Groups, Users, and Inbox

database-design

We're working on a PM system where a user can send an email to other users or groups.

We currently have the following tables:

  • Users
  • Groups

Users can be part of many groups. A user doesn't have to be part of any group.

The problem I am having is with managing recipients and inboxes. Groups don't have inboxes – users do. An inbox stores information like whether or not the recipient has read the message, marked it for follow up, deleted it, etc.

So I made two tables:

recipients

recipients_inbox

recipients just stores the thread id, recipient id, and whether or not the recipient is a group or not.

recipients_inbox has the users who this message was sent to – whether as part of a group or individually. It stores: thread id, recipient id, when the thread was last read, flagged, etc.

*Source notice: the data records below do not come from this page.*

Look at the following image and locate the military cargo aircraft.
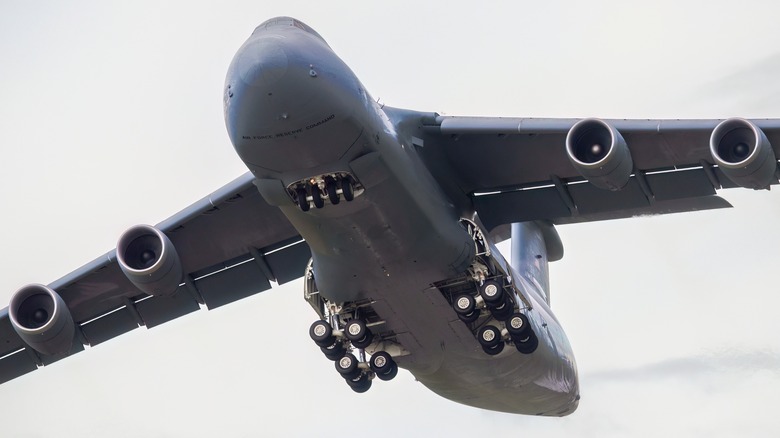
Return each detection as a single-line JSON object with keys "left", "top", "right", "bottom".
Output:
{"left": 1, "top": 16, "right": 778, "bottom": 416}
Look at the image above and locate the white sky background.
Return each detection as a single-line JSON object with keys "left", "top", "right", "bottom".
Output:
{"left": 0, "top": 1, "right": 779, "bottom": 436}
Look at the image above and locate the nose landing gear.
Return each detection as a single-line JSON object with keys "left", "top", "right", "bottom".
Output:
{"left": 290, "top": 172, "right": 361, "bottom": 212}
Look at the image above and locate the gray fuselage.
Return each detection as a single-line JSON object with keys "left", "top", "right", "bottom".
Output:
{"left": 223, "top": 17, "right": 579, "bottom": 416}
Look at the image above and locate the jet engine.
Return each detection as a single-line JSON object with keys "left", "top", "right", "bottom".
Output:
{"left": 9, "top": 284, "right": 75, "bottom": 355}
{"left": 117, "top": 225, "right": 183, "bottom": 296}
{"left": 710, "top": 118, "right": 777, "bottom": 189}
{"left": 565, "top": 118, "right": 633, "bottom": 191}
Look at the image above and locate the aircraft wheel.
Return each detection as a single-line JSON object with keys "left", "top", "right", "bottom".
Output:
{"left": 325, "top": 178, "right": 340, "bottom": 205}
{"left": 477, "top": 325, "right": 503, "bottom": 351}
{"left": 515, "top": 332, "right": 539, "bottom": 354}
{"left": 489, "top": 296, "right": 514, "bottom": 321}
{"left": 309, "top": 320, "right": 334, "bottom": 347}
{"left": 345, "top": 319, "right": 373, "bottom": 348}
{"left": 458, "top": 310, "right": 479, "bottom": 324}
{"left": 341, "top": 178, "right": 355, "bottom": 201}
{"left": 376, "top": 363, "right": 398, "bottom": 381}
{"left": 453, "top": 294, "right": 476, "bottom": 316}
{"left": 506, "top": 313, "right": 531, "bottom": 340}
{"left": 346, "top": 373, "right": 372, "bottom": 393}
{"left": 369, "top": 351, "right": 396, "bottom": 375}
{"left": 479, "top": 280, "right": 504, "bottom": 305}
{"left": 482, "top": 342, "right": 505, "bottom": 356}
{"left": 335, "top": 353, "right": 361, "bottom": 379}
{"left": 296, "top": 187, "right": 310, "bottom": 212}
{"left": 320, "top": 341, "right": 345, "bottom": 361}
{"left": 311, "top": 184, "right": 325, "bottom": 209}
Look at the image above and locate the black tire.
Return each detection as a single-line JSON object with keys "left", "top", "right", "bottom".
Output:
{"left": 311, "top": 184, "right": 325, "bottom": 209}
{"left": 482, "top": 342, "right": 505, "bottom": 356}
{"left": 346, "top": 373, "right": 372, "bottom": 393}
{"left": 341, "top": 177, "right": 354, "bottom": 201}
{"left": 369, "top": 351, "right": 396, "bottom": 375}
{"left": 376, "top": 363, "right": 398, "bottom": 381}
{"left": 515, "top": 332, "right": 539, "bottom": 354}
{"left": 335, "top": 353, "right": 360, "bottom": 379}
{"left": 351, "top": 335, "right": 373, "bottom": 349}
{"left": 489, "top": 296, "right": 514, "bottom": 321}
{"left": 345, "top": 320, "right": 373, "bottom": 348}
{"left": 296, "top": 187, "right": 310, "bottom": 212}
{"left": 326, "top": 178, "right": 340, "bottom": 205}
{"left": 320, "top": 341, "right": 345, "bottom": 361}
{"left": 309, "top": 320, "right": 334, "bottom": 347}
{"left": 457, "top": 310, "right": 479, "bottom": 324}
{"left": 476, "top": 325, "right": 502, "bottom": 349}
{"left": 506, "top": 313, "right": 531, "bottom": 339}
{"left": 453, "top": 294, "right": 476, "bottom": 316}
{"left": 479, "top": 280, "right": 504, "bottom": 305}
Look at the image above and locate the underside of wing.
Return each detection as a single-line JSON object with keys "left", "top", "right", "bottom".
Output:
{"left": 0, "top": 172, "right": 309, "bottom": 384}
{"left": 390, "top": 108, "right": 780, "bottom": 229}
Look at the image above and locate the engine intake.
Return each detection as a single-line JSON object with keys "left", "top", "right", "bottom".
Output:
{"left": 565, "top": 118, "right": 633, "bottom": 191}
{"left": 9, "top": 284, "right": 75, "bottom": 355}
{"left": 710, "top": 118, "right": 777, "bottom": 189}
{"left": 117, "top": 225, "right": 183, "bottom": 296}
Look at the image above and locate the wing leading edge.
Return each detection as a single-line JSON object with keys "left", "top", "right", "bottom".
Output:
{"left": 0, "top": 172, "right": 310, "bottom": 384}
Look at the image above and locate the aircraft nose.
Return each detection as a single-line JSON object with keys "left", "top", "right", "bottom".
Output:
{"left": 224, "top": 21, "right": 364, "bottom": 176}
{"left": 234, "top": 36, "right": 289, "bottom": 91}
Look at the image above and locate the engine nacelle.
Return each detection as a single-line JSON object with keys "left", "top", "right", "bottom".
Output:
{"left": 565, "top": 118, "right": 633, "bottom": 191}
{"left": 710, "top": 118, "right": 777, "bottom": 189}
{"left": 117, "top": 225, "right": 183, "bottom": 296}
{"left": 9, "top": 284, "right": 75, "bottom": 355}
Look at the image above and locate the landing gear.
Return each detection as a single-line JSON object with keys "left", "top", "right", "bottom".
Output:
{"left": 320, "top": 340, "right": 346, "bottom": 361}
{"left": 341, "top": 177, "right": 354, "bottom": 201}
{"left": 325, "top": 177, "right": 340, "bottom": 205}
{"left": 296, "top": 187, "right": 309, "bottom": 212}
{"left": 514, "top": 332, "right": 539, "bottom": 354}
{"left": 477, "top": 325, "right": 505, "bottom": 356}
{"left": 345, "top": 319, "right": 373, "bottom": 349}
{"left": 479, "top": 280, "right": 504, "bottom": 305}
{"left": 309, "top": 320, "right": 334, "bottom": 347}
{"left": 308, "top": 315, "right": 398, "bottom": 393}
{"left": 506, "top": 313, "right": 531, "bottom": 340}
{"left": 346, "top": 373, "right": 372, "bottom": 393}
{"left": 369, "top": 351, "right": 398, "bottom": 381}
{"left": 453, "top": 294, "right": 479, "bottom": 324}
{"left": 335, "top": 353, "right": 360, "bottom": 379}
{"left": 488, "top": 296, "right": 515, "bottom": 321}
{"left": 311, "top": 184, "right": 325, "bottom": 209}
{"left": 289, "top": 172, "right": 360, "bottom": 211}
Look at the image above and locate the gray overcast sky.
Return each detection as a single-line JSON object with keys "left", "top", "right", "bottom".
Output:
{"left": 1, "top": 1, "right": 779, "bottom": 436}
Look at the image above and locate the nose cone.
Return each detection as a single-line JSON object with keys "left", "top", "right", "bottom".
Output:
{"left": 235, "top": 37, "right": 289, "bottom": 92}
{"left": 224, "top": 20, "right": 364, "bottom": 175}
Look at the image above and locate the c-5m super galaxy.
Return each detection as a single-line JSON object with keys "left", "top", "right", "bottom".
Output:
{"left": 1, "top": 17, "right": 779, "bottom": 416}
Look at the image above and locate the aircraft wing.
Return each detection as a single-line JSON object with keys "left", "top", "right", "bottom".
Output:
{"left": 0, "top": 172, "right": 310, "bottom": 384}
{"left": 410, "top": 113, "right": 780, "bottom": 230}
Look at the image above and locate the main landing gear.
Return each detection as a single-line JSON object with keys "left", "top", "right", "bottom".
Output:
{"left": 290, "top": 172, "right": 360, "bottom": 212}
{"left": 437, "top": 219, "right": 540, "bottom": 357}
{"left": 309, "top": 318, "right": 399, "bottom": 393}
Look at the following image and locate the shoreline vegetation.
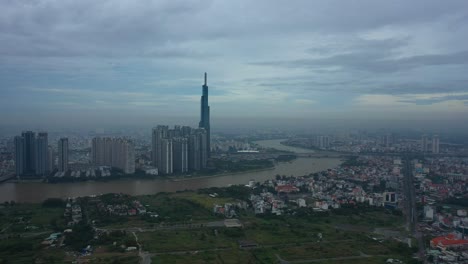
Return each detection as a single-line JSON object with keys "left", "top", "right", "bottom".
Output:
{"left": 168, "top": 166, "right": 276, "bottom": 182}
{"left": 279, "top": 139, "right": 320, "bottom": 151}
{"left": 11, "top": 154, "right": 300, "bottom": 184}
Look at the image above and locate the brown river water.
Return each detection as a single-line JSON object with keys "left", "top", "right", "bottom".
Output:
{"left": 0, "top": 139, "right": 341, "bottom": 203}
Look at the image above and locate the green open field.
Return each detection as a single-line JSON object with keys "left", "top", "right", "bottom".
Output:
{"left": 0, "top": 203, "right": 64, "bottom": 233}
{"left": 0, "top": 190, "right": 415, "bottom": 264}
{"left": 152, "top": 249, "right": 255, "bottom": 264}
{"left": 139, "top": 229, "right": 235, "bottom": 252}
{"left": 171, "top": 192, "right": 238, "bottom": 210}
{"left": 84, "top": 253, "right": 139, "bottom": 264}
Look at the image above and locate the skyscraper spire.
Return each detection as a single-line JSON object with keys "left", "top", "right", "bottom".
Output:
{"left": 199, "top": 72, "right": 210, "bottom": 157}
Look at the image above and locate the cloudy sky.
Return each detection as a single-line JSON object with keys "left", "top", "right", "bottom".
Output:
{"left": 1, "top": 0, "right": 468, "bottom": 129}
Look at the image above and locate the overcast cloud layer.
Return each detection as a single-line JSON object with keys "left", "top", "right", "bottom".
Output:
{"left": 1, "top": 0, "right": 468, "bottom": 129}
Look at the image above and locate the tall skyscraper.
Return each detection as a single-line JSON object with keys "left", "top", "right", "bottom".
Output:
{"left": 197, "top": 129, "right": 208, "bottom": 168}
{"left": 199, "top": 72, "right": 211, "bottom": 157}
{"left": 432, "top": 135, "right": 439, "bottom": 154}
{"left": 58, "top": 138, "right": 69, "bottom": 172}
{"left": 92, "top": 137, "right": 135, "bottom": 174}
{"left": 35, "top": 132, "right": 49, "bottom": 176}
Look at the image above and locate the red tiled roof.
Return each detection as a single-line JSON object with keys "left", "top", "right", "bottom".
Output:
{"left": 431, "top": 234, "right": 468, "bottom": 248}
{"left": 275, "top": 185, "right": 299, "bottom": 193}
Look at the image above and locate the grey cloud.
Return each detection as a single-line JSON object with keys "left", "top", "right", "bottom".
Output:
{"left": 306, "top": 38, "right": 408, "bottom": 56}
{"left": 248, "top": 75, "right": 468, "bottom": 96}
{"left": 1, "top": 0, "right": 468, "bottom": 126}
{"left": 253, "top": 49, "right": 468, "bottom": 73}
{"left": 1, "top": 0, "right": 468, "bottom": 59}
{"left": 398, "top": 94, "right": 468, "bottom": 105}
{"left": 0, "top": 0, "right": 210, "bottom": 58}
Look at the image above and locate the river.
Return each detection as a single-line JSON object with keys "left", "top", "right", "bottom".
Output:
{"left": 0, "top": 139, "right": 341, "bottom": 203}
{"left": 253, "top": 139, "right": 314, "bottom": 153}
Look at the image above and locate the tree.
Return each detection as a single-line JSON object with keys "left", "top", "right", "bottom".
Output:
{"left": 42, "top": 198, "right": 65, "bottom": 208}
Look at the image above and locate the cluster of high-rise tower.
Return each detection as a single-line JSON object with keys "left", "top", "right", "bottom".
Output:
{"left": 152, "top": 125, "right": 208, "bottom": 174}
{"left": 14, "top": 73, "right": 211, "bottom": 177}
{"left": 91, "top": 137, "right": 135, "bottom": 174}
{"left": 14, "top": 131, "right": 69, "bottom": 177}
{"left": 151, "top": 73, "right": 211, "bottom": 174}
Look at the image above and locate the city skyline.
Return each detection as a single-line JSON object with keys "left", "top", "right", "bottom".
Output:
{"left": 0, "top": 2, "right": 467, "bottom": 262}
{"left": 1, "top": 0, "right": 468, "bottom": 130}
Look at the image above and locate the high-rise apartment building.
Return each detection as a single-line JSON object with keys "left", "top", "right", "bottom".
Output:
{"left": 188, "top": 133, "right": 201, "bottom": 171}
{"left": 58, "top": 138, "right": 69, "bottom": 172}
{"left": 152, "top": 125, "right": 169, "bottom": 169}
{"left": 92, "top": 137, "right": 135, "bottom": 174}
{"left": 35, "top": 132, "right": 49, "bottom": 175}
{"left": 152, "top": 125, "right": 207, "bottom": 174}
{"left": 160, "top": 139, "right": 173, "bottom": 174}
{"left": 14, "top": 131, "right": 50, "bottom": 177}
{"left": 14, "top": 136, "right": 24, "bottom": 177}
{"left": 22, "top": 131, "right": 36, "bottom": 176}
{"left": 48, "top": 146, "right": 55, "bottom": 172}
{"left": 173, "top": 137, "right": 188, "bottom": 173}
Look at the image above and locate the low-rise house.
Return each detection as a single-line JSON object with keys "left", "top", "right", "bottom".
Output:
{"left": 430, "top": 233, "right": 468, "bottom": 250}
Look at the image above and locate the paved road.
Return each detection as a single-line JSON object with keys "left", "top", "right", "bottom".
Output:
{"left": 403, "top": 156, "right": 425, "bottom": 263}
{"left": 275, "top": 251, "right": 388, "bottom": 264}
{"left": 0, "top": 223, "right": 12, "bottom": 233}
{"left": 133, "top": 232, "right": 152, "bottom": 264}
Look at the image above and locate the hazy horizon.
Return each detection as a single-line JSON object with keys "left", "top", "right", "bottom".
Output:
{"left": 2, "top": 0, "right": 468, "bottom": 130}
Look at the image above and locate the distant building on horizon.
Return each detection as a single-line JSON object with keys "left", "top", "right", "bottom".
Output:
{"left": 58, "top": 138, "right": 69, "bottom": 172}
{"left": 421, "top": 134, "right": 428, "bottom": 152}
{"left": 432, "top": 135, "right": 439, "bottom": 154}
{"left": 381, "top": 133, "right": 396, "bottom": 147}
{"left": 318, "top": 135, "right": 330, "bottom": 149}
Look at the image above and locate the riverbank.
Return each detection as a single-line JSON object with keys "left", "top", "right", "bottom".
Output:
{"left": 0, "top": 157, "right": 342, "bottom": 203}
{"left": 167, "top": 166, "right": 277, "bottom": 182}
{"left": 11, "top": 161, "right": 278, "bottom": 184}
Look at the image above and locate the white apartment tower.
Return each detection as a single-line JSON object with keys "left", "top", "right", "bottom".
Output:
{"left": 58, "top": 138, "right": 69, "bottom": 172}
{"left": 92, "top": 137, "right": 135, "bottom": 174}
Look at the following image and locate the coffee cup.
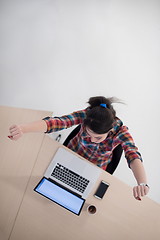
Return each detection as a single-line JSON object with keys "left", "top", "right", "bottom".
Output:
{"left": 87, "top": 205, "right": 97, "bottom": 214}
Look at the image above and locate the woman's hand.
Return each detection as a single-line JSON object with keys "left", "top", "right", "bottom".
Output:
{"left": 8, "top": 120, "right": 48, "bottom": 140}
{"left": 8, "top": 124, "right": 24, "bottom": 140}
{"left": 133, "top": 184, "right": 149, "bottom": 201}
{"left": 130, "top": 159, "right": 149, "bottom": 201}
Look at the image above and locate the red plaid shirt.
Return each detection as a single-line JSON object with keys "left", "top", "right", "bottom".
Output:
{"left": 43, "top": 109, "right": 142, "bottom": 170}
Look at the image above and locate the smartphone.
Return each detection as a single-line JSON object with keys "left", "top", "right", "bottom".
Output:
{"left": 94, "top": 181, "right": 109, "bottom": 199}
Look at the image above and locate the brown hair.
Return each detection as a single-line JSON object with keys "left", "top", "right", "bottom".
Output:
{"left": 84, "top": 96, "right": 119, "bottom": 134}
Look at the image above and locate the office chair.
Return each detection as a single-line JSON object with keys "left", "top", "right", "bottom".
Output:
{"left": 63, "top": 125, "right": 123, "bottom": 175}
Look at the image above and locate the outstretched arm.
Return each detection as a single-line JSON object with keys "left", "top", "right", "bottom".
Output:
{"left": 8, "top": 109, "right": 86, "bottom": 140}
{"left": 9, "top": 120, "right": 47, "bottom": 140}
{"left": 130, "top": 159, "right": 149, "bottom": 200}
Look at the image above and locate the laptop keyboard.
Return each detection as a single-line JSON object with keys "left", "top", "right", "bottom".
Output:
{"left": 51, "top": 163, "right": 90, "bottom": 193}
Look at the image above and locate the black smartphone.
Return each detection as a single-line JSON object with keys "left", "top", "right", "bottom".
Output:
{"left": 94, "top": 181, "right": 109, "bottom": 199}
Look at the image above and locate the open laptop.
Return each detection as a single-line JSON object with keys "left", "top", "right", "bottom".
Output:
{"left": 34, "top": 147, "right": 101, "bottom": 215}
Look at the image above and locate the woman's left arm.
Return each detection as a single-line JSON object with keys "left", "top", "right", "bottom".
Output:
{"left": 130, "top": 159, "right": 149, "bottom": 200}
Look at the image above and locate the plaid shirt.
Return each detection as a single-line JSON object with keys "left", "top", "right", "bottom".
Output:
{"left": 43, "top": 109, "right": 142, "bottom": 170}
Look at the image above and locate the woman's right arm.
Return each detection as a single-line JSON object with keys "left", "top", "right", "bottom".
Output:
{"left": 8, "top": 109, "right": 87, "bottom": 140}
{"left": 9, "top": 120, "right": 47, "bottom": 140}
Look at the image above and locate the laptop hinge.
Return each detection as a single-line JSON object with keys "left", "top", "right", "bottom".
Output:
{"left": 48, "top": 178, "right": 82, "bottom": 198}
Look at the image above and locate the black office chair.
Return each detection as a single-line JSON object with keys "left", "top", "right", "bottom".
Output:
{"left": 63, "top": 125, "right": 123, "bottom": 175}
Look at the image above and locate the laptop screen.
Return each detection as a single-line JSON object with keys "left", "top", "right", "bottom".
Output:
{"left": 34, "top": 177, "right": 85, "bottom": 216}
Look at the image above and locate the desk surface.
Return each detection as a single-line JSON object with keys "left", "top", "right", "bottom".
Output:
{"left": 0, "top": 106, "right": 52, "bottom": 240}
{"left": 1, "top": 106, "right": 160, "bottom": 240}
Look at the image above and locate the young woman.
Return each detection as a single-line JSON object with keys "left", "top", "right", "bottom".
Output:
{"left": 8, "top": 96, "right": 149, "bottom": 200}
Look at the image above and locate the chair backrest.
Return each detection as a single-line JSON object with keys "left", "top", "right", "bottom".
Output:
{"left": 63, "top": 125, "right": 81, "bottom": 146}
{"left": 106, "top": 144, "right": 123, "bottom": 174}
{"left": 63, "top": 124, "right": 123, "bottom": 174}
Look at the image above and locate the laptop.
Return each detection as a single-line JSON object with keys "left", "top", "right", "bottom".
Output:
{"left": 34, "top": 147, "right": 101, "bottom": 215}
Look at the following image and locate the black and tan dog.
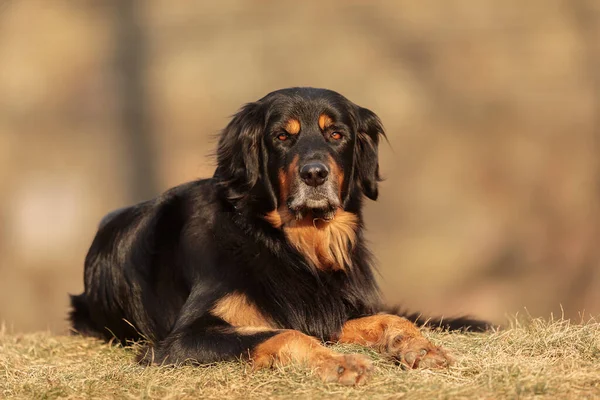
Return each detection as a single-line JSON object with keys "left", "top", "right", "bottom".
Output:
{"left": 70, "top": 87, "right": 487, "bottom": 385}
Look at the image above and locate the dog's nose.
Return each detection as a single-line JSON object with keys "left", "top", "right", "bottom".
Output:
{"left": 300, "top": 163, "right": 329, "bottom": 187}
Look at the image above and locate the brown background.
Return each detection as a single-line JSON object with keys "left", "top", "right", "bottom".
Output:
{"left": 1, "top": 1, "right": 599, "bottom": 333}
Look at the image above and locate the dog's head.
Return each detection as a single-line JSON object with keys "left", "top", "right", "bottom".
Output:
{"left": 215, "top": 87, "right": 385, "bottom": 222}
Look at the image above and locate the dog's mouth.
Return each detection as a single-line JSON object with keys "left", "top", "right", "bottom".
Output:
{"left": 289, "top": 205, "right": 337, "bottom": 221}
{"left": 287, "top": 191, "right": 340, "bottom": 221}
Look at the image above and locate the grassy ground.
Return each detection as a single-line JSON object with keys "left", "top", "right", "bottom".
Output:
{"left": 1, "top": 316, "right": 599, "bottom": 399}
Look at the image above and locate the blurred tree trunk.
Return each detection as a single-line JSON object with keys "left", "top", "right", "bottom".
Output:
{"left": 567, "top": 0, "right": 600, "bottom": 313}
{"left": 112, "top": 0, "right": 158, "bottom": 202}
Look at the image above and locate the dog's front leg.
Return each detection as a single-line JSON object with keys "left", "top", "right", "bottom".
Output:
{"left": 337, "top": 314, "right": 452, "bottom": 368}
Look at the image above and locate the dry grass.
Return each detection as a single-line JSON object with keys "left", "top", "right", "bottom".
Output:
{"left": 1, "top": 316, "right": 599, "bottom": 399}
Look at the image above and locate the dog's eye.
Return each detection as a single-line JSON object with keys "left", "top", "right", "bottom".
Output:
{"left": 277, "top": 133, "right": 289, "bottom": 141}
{"left": 330, "top": 132, "right": 343, "bottom": 140}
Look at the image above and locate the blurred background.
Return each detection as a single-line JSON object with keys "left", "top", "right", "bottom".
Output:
{"left": 1, "top": 0, "right": 599, "bottom": 333}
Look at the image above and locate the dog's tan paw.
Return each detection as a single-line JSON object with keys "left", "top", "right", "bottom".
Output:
{"left": 316, "top": 353, "right": 373, "bottom": 386}
{"left": 386, "top": 335, "right": 453, "bottom": 369}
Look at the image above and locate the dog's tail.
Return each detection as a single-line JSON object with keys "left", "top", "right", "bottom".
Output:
{"left": 386, "top": 306, "right": 492, "bottom": 332}
{"left": 68, "top": 293, "right": 106, "bottom": 339}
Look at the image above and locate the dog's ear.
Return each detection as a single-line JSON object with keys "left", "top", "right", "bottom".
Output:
{"left": 355, "top": 106, "right": 385, "bottom": 201}
{"left": 215, "top": 102, "right": 265, "bottom": 199}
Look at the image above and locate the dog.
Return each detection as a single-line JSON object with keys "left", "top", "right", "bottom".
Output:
{"left": 70, "top": 87, "right": 488, "bottom": 385}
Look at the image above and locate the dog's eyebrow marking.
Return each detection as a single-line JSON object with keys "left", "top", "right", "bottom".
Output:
{"left": 318, "top": 114, "right": 333, "bottom": 131}
{"left": 285, "top": 118, "right": 301, "bottom": 135}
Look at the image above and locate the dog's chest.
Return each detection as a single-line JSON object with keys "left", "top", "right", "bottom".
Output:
{"left": 253, "top": 267, "right": 351, "bottom": 340}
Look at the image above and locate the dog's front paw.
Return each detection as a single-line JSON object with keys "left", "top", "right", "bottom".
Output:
{"left": 316, "top": 353, "right": 373, "bottom": 386}
{"left": 385, "top": 335, "right": 453, "bottom": 369}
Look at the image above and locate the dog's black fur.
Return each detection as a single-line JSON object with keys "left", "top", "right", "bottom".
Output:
{"left": 70, "top": 87, "right": 488, "bottom": 365}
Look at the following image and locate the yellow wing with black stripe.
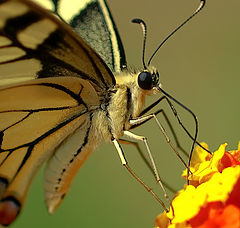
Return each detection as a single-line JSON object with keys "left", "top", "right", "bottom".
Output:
{"left": 0, "top": 76, "right": 100, "bottom": 225}
{"left": 0, "top": 0, "right": 116, "bottom": 89}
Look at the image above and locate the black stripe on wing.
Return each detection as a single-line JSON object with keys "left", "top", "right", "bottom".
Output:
{"left": 51, "top": 0, "right": 127, "bottom": 72}
{"left": 70, "top": 0, "right": 127, "bottom": 72}
{"left": 100, "top": 0, "right": 126, "bottom": 70}
{"left": 0, "top": 0, "right": 116, "bottom": 90}
{"left": 0, "top": 0, "right": 8, "bottom": 5}
{"left": 0, "top": 109, "right": 90, "bottom": 222}
{"left": 0, "top": 109, "right": 89, "bottom": 164}
{"left": 36, "top": 30, "right": 107, "bottom": 87}
{"left": 57, "top": 111, "right": 93, "bottom": 187}
{"left": 4, "top": 11, "right": 40, "bottom": 36}
{"left": 1, "top": 13, "right": 103, "bottom": 88}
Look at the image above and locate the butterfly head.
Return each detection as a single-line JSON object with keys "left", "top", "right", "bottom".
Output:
{"left": 137, "top": 68, "right": 161, "bottom": 94}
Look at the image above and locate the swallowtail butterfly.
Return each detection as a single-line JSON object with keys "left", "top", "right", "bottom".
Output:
{"left": 0, "top": 0, "right": 205, "bottom": 225}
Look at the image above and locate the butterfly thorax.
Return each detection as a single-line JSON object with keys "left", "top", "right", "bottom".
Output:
{"left": 93, "top": 70, "right": 160, "bottom": 142}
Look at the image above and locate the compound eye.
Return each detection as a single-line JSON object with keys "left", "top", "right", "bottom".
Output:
{"left": 138, "top": 71, "right": 153, "bottom": 90}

My question is: Does it make sense to keep the recipients and recipients_inbox table separate? Should I just combine them and where the recipient is a group leave user-fields such as lastRead and flagged as null?

Thank you

Best Answer

Here's how I think I would approach the issue:

TABLE message
    id number,
    message varchar2(8000),
    sent_by_user number,
    etc...

TABLE inbox
    id number,
    user_id number,
    message_id number,
    etc...

Then, when sending to a group, I would go ahead and add an entry to each user's inbox with a pointer at the message. This way you aren't duplicating the message content, but you simplify the system by allowing users to perform their own actions on group messages without affecting the group message for the group as a whole.

Not sure it is a complete answer to your issue, but I would go this route since it means that message management is always a user-level issue; only during send operations do groups need to enter the equation.